14.07.2013 | por Eleuterio Fernández Guzmán


Entre los primeros cristianos existía la costumbre de llamarse “santos” entre los que seguían a Jesucristo. Eran ejemplo, lo decían los que no lo eran con aquello de “mirad cómo se aman” de lo que se tenía que ser y cómo se tenía que actuar.

Por eso, la Esposa de Cristo necesita de creyentes que sean capaces de mostrar al mundo que ser hijo de Dios y llevarlo a la práctica no es imposible. Así, cuando una persona muestra al mundo una serie de virtudes y, luego, tras haber subido a la Casa del Padre, ayuda a los que necesitan auxilio y eso puede demostrarse, la Iglesia de Cristo dice que la misma es santa o, en otro caso, beata.

Hay, sin embargo, dos clases de realidades espirituales que tienen que ver mucho con la santidad de los santos: por un lado, aquella que consiste en lo que se denomina hecho extraordinario que no tiene explicación científica. Entonces, tras el correspondiente proceso donde intervienen muchas personas en busca de mostrar que, en efecto, la ciencia no puede demostrar la curación de una persona, se abre paso la intervención de un creyente que, en el Cielo, ha hecho lo posible para que Dios eche una mano a un necesitado. A eso lo llamamos, también, milagro y es lo que, al fin y al cabo, posibilita las ceremonias de canonización o, en su caso, de beatificación.

Pero existe otra realidad espiritual que también es muy importante y que hay que tenerla en cuenta: las conversiones y confesiones de fe que, con relación a una persona que luego es tratada como santa, se producen por el ejemplo de vida y ejercicio de virtudes que la misma ha producido en la existencia de otra o de otras.

Esto último es, también, muy importante, porque la vida de fe de los creyentes se sustenta en aquello que es, en verdad, la propia esencia de su creencia y que muchos de los de su misma fe demuestran haber comprendido.

Algo así sucede con las personas que, hace bien poco, han sido determinadas a ser llamadas santas o, en un caso, beato. Así, tanto los beatos Juan XXIII como Juan Pablo II o Álvaro del Portillo (Prelado que lo fue del Opus Dei) subirán a los altares (o, en dos casos, volverán a subir) porque la Iglesia católica entiende que reúnen las condiciones (materiales y espirituales) para que eso sea así.

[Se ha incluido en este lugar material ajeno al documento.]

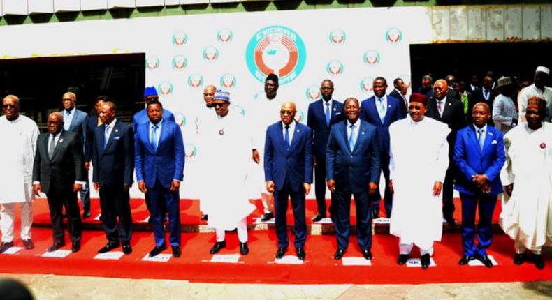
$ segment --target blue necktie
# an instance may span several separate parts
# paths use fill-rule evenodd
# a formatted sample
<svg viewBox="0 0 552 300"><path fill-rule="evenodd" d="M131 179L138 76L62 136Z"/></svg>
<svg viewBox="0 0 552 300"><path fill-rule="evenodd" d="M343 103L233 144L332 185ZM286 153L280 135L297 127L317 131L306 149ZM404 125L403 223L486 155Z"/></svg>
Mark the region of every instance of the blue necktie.
<svg viewBox="0 0 552 300"><path fill-rule="evenodd" d="M330 101L326 101L326 126L330 126Z"/></svg>
<svg viewBox="0 0 552 300"><path fill-rule="evenodd" d="M351 149L351 151L353 151L353 148L354 148L354 125L351 125L349 126L351 128L351 135L349 136L349 147Z"/></svg>
<svg viewBox="0 0 552 300"><path fill-rule="evenodd" d="M289 125L286 125L286 134L284 135L284 142L286 142L286 149L289 150Z"/></svg>

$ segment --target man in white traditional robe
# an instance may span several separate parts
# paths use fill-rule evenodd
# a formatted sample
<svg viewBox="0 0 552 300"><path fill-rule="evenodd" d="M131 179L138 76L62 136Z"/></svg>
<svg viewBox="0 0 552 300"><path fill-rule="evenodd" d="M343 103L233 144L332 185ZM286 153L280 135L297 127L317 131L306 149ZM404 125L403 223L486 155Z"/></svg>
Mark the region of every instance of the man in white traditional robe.
<svg viewBox="0 0 552 300"><path fill-rule="evenodd" d="M433 241L442 233L440 198L446 168L451 130L446 124L424 117L428 98L410 96L409 114L389 128L389 188L394 193L390 232L399 237L398 264L409 258L414 245L420 248L421 267L429 267Z"/></svg>
<svg viewBox="0 0 552 300"><path fill-rule="evenodd" d="M226 246L225 230L238 229L240 253L247 255L247 218L256 207L245 189L247 165L252 156L252 140L243 117L230 114L229 93L217 90L213 100L217 117L202 130L203 170L212 172L215 180L203 188L209 203L208 226L214 228L217 242L210 253Z"/></svg>
<svg viewBox="0 0 552 300"><path fill-rule="evenodd" d="M31 119L19 114L19 98L6 96L2 101L0 136L8 144L0 147L0 253L13 246L15 204L21 209L21 239L26 249L34 248L31 239L33 223L33 163L38 127Z"/></svg>
<svg viewBox="0 0 552 300"><path fill-rule="evenodd" d="M500 174L506 193L500 226L514 241L514 263L530 257L537 269L544 267L543 246L552 244L552 124L543 122L546 101L528 100L527 123L504 135L506 164Z"/></svg>

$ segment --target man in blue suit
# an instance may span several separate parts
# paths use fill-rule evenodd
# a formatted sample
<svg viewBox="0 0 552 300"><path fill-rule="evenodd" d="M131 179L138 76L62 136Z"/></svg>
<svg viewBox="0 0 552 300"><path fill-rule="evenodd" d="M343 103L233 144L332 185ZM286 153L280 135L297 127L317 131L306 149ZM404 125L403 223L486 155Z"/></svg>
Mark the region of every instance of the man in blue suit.
<svg viewBox="0 0 552 300"><path fill-rule="evenodd" d="M146 107L148 123L138 125L135 135L135 163L138 188L151 201L155 247L154 257L167 248L163 228L163 206L168 213L173 256L180 256L180 196L184 179L184 142L180 128L163 117L163 106L152 101Z"/></svg>
<svg viewBox="0 0 552 300"><path fill-rule="evenodd" d="M386 96L387 81L382 77L374 80L372 85L374 96L363 100L361 105L361 119L376 127L379 140L382 144L379 148L379 159L382 170L385 177L385 193L384 204L387 218L391 216L393 207L393 193L389 190L389 126L395 121L405 117L402 111L400 100L391 96ZM379 213L379 201L382 194L379 183L376 182L378 188L371 195L372 217L377 218Z"/></svg>
<svg viewBox="0 0 552 300"><path fill-rule="evenodd" d="M134 135L129 126L115 118L115 113L112 102L101 106L99 117L103 123L96 128L92 147L92 182L100 194L101 219L108 237L107 245L98 252L104 253L122 244L123 253L130 254L132 217L129 189L134 168Z"/></svg>
<svg viewBox="0 0 552 300"><path fill-rule="evenodd" d="M82 110L77 110L75 105L77 104L77 96L71 91L64 94L61 104L64 110L59 112L64 117L64 130L72 131L79 135L83 145L86 144L87 137L86 136L86 125L88 123L88 114ZM88 181L88 176L86 177L86 184L82 185L82 189L79 194L80 201L82 202L82 218L90 216L90 185Z"/></svg>
<svg viewBox="0 0 552 300"><path fill-rule="evenodd" d="M286 102L280 110L282 121L268 126L265 138L265 180L266 190L274 193L276 258L284 257L289 240L287 237L287 202L291 198L295 220L295 248L297 257L305 260L307 225L305 196L312 183L312 141L310 128L295 121L295 103Z"/></svg>
<svg viewBox="0 0 552 300"><path fill-rule="evenodd" d="M145 89L144 89L144 103L145 103L146 107L152 101L159 101L159 96L157 95L157 90L155 89L155 87L146 87ZM175 121L174 114L164 108L163 109L163 119L173 123ZM132 130L134 132L134 135L136 135L138 133L138 126L145 123L150 123L150 118L147 117L146 108L144 108L140 112L134 114L134 116L132 117ZM134 137L136 139L136 137ZM150 211L150 223L152 223L153 220L153 213L152 212L152 204L151 201L150 201L149 194L146 193L144 197L147 211ZM163 204L161 203L161 204ZM167 209L166 207L162 207L161 209L164 220L165 216L167 214Z"/></svg>
<svg viewBox="0 0 552 300"><path fill-rule="evenodd" d="M309 105L307 114L307 126L310 128L314 155L314 194L317 197L318 213L312 218L319 222L326 218L326 146L332 125L344 119L343 103L332 98L333 82L324 80L320 85L322 98ZM330 216L335 215L336 204L332 198L330 204Z"/></svg>
<svg viewBox="0 0 552 300"><path fill-rule="evenodd" d="M332 126L326 150L328 188L337 204L335 260L343 257L349 246L351 228L351 195L356 204L358 246L367 260L372 259L372 214L369 195L373 195L382 172L377 129L359 120L358 100L345 100L347 119Z"/></svg>
<svg viewBox="0 0 552 300"><path fill-rule="evenodd" d="M473 259L491 268L487 248L493 239L491 226L497 196L502 192L500 170L506 161L502 133L487 126L491 117L486 103L479 103L472 110L473 125L458 130L454 145L454 162L460 174L455 189L462 200L462 243L464 255L458 262L466 264ZM477 233L474 242L475 211L479 207Z"/></svg>

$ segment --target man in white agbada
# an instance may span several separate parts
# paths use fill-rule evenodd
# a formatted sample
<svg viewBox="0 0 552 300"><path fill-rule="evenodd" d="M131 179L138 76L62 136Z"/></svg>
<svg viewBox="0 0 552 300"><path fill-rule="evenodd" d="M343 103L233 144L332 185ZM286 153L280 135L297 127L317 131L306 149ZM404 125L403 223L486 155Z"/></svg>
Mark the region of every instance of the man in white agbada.
<svg viewBox="0 0 552 300"><path fill-rule="evenodd" d="M33 162L38 127L31 119L19 114L19 98L6 96L2 101L0 136L8 144L0 147L0 253L13 246L15 204L20 204L21 239L25 248L34 248L31 239L33 223Z"/></svg>
<svg viewBox="0 0 552 300"><path fill-rule="evenodd" d="M427 97L413 93L409 116L389 127L389 188L395 194L390 232L399 237L398 263L405 264L416 245L424 269L430 265L433 241L441 241L440 194L449 167L450 133L446 124L424 117L427 105Z"/></svg>
<svg viewBox="0 0 552 300"><path fill-rule="evenodd" d="M215 228L217 242L210 253L215 254L226 246L225 230L238 229L240 253L246 255L247 217L256 207L249 202L245 189L247 160L252 156L249 128L239 114L229 114L229 93L217 90L213 100L217 117L202 129L204 172L214 177L203 187L209 204L208 226Z"/></svg>
<svg viewBox="0 0 552 300"><path fill-rule="evenodd" d="M514 241L514 263L532 253L537 268L544 267L543 246L552 244L552 124L543 122L546 103L534 97L527 103L527 123L504 137L506 164L500 174L509 200L502 203L500 223Z"/></svg>

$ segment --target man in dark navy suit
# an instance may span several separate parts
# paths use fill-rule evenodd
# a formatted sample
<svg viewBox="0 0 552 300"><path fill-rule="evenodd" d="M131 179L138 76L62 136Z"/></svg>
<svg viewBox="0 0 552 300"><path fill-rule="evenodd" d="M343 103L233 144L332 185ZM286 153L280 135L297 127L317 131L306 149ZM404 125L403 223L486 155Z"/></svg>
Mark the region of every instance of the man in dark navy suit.
<svg viewBox="0 0 552 300"><path fill-rule="evenodd" d="M104 253L122 244L124 254L130 254L132 217L129 189L134 169L134 135L130 126L115 118L116 110L112 102L100 108L103 124L96 128L92 147L92 182L100 194L101 219L108 238L107 245L98 252Z"/></svg>
<svg viewBox="0 0 552 300"><path fill-rule="evenodd" d="M265 139L265 180L266 190L274 193L276 258L284 257L289 240L287 237L287 203L291 199L295 220L295 248L297 257L305 259L307 226L305 196L312 183L312 141L310 128L295 121L295 103L286 102L280 110L281 121L266 129Z"/></svg>
<svg viewBox="0 0 552 300"><path fill-rule="evenodd" d="M491 224L497 196L502 193L500 170L506 161L502 133L487 125L488 105L477 103L472 110L472 125L458 131L454 147L454 162L460 171L455 188L462 200L462 244L464 255L458 262L466 264L475 258L488 268L493 263L487 248L493 240ZM479 207L476 248L475 211Z"/></svg>
<svg viewBox="0 0 552 300"><path fill-rule="evenodd" d="M351 229L351 195L356 204L358 246L367 260L372 259L372 213L369 195L373 195L382 172L377 129L358 119L358 100L345 101L347 119L332 126L326 150L328 188L337 204L335 237L336 260L343 257L349 246Z"/></svg>
<svg viewBox="0 0 552 300"><path fill-rule="evenodd" d="M386 96L387 81L382 77L374 80L372 83L374 96L363 100L361 105L361 119L373 125L377 129L379 140L382 143L379 149L380 165L385 177L385 193L384 201L385 213L387 217L391 216L393 207L393 193L389 190L389 126L395 121L402 119L401 100L391 96ZM371 195L372 217L377 218L379 213L379 201L382 193L379 182L376 193Z"/></svg>
<svg viewBox="0 0 552 300"><path fill-rule="evenodd" d="M344 119L343 103L332 98L333 82L324 80L320 85L322 98L309 105L307 126L311 129L314 155L314 194L317 197L318 213L312 218L319 222L326 218L326 146L332 125ZM335 205L332 198L330 216L335 214Z"/></svg>

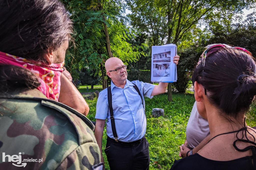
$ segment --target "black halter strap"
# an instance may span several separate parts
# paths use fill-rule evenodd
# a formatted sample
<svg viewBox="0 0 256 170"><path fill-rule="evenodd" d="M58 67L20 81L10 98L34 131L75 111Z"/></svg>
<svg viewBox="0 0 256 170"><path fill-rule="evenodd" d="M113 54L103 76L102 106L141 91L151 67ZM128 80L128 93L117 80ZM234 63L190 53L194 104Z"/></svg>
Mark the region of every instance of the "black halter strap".
<svg viewBox="0 0 256 170"><path fill-rule="evenodd" d="M255 143L255 139L254 136L248 131L248 129L249 129L253 131L255 134L256 134L256 132L255 132L254 130L253 130L251 128L248 128L247 127L247 126L246 126L245 120L246 118L245 117L244 120L244 127L238 130L233 131L232 132L227 132L226 133L223 133L219 134L217 135L216 135L211 139L209 141L207 142L206 144L210 142L213 139L214 139L217 136L219 136L220 135L225 135L226 134L232 133L233 133L237 132L237 133L236 135L236 137L237 139L234 141L234 142L233 143L233 146L235 148L235 149L236 149L239 152L245 152L246 151L247 151L250 149L251 149L252 152L252 157L253 159L253 166L254 166L254 169L256 170L256 143ZM238 136L238 132L240 131L242 132L242 136L241 138L239 138ZM252 138L253 139L253 141L252 141L249 140L248 137L248 134L247 134L247 133L248 133L250 135L250 136L251 137L252 137ZM243 138L244 138L245 137L246 139L243 139ZM237 146L236 145L236 144L237 142L238 141L240 141L241 142L245 142L247 143L251 143L254 145L253 146L251 145L250 146L248 146L247 147L246 147L245 148L243 149L239 149L237 147Z"/></svg>

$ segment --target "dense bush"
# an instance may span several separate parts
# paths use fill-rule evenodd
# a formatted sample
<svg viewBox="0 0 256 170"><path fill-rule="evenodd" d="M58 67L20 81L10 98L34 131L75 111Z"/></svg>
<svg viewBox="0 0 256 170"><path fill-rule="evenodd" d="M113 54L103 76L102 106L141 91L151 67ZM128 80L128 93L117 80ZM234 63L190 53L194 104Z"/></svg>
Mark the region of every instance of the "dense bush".
<svg viewBox="0 0 256 170"><path fill-rule="evenodd" d="M130 81L138 80L146 83L151 83L150 70L127 70L127 79Z"/></svg>

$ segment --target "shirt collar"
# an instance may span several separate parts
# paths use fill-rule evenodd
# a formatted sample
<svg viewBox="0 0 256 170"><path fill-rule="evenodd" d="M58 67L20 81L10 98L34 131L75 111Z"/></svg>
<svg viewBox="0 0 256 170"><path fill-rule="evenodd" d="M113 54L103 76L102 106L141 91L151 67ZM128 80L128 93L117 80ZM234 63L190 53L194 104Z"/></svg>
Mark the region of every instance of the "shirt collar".
<svg viewBox="0 0 256 170"><path fill-rule="evenodd" d="M118 87L116 86L114 84L114 83L113 83L113 82L112 81L112 80L111 80L111 91L112 91L113 88L114 87L115 87L117 88L119 88ZM125 89L127 88L128 87L129 87L130 86L134 86L134 84L132 83L130 81L129 81L127 79L126 79L126 82L125 83L125 85L124 85L124 89Z"/></svg>

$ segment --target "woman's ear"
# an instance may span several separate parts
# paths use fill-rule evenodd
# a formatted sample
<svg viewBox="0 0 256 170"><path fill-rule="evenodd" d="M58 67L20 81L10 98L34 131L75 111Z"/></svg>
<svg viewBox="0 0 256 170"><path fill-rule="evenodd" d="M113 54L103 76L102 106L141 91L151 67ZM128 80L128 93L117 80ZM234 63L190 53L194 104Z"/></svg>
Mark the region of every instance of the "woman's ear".
<svg viewBox="0 0 256 170"><path fill-rule="evenodd" d="M197 81L194 83L195 89L195 98L197 102L202 102L204 100L203 96L204 94L205 90L202 84L199 84Z"/></svg>
<svg viewBox="0 0 256 170"><path fill-rule="evenodd" d="M48 62L48 64L50 65L53 63L54 60L53 51L51 49L48 50L48 52L44 54L44 56Z"/></svg>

Ejemplos de vida como los del llamado “Papa bueno” o del Papa polaco o, también, del sucesor en el cargo de san Josemaría, nos determinan a ser mejores, a ser misericordiosos y, en fin, a llevar una vida, en efecto, “más santa”. Si ellos pudieron hacerlo ¿qué nos hace pensar que nosotros no podemos?

Podemos gritar, por tanto, ¡Santos, santos, santos! para que no se diga, como hizo precisamente San Josemaría, que lo que pasa es que hay una crisis de santos. Nosotros sabemos a quiénes debemos parecernos y que no es a otros que a los mejores de entre los discípulos de Cristo.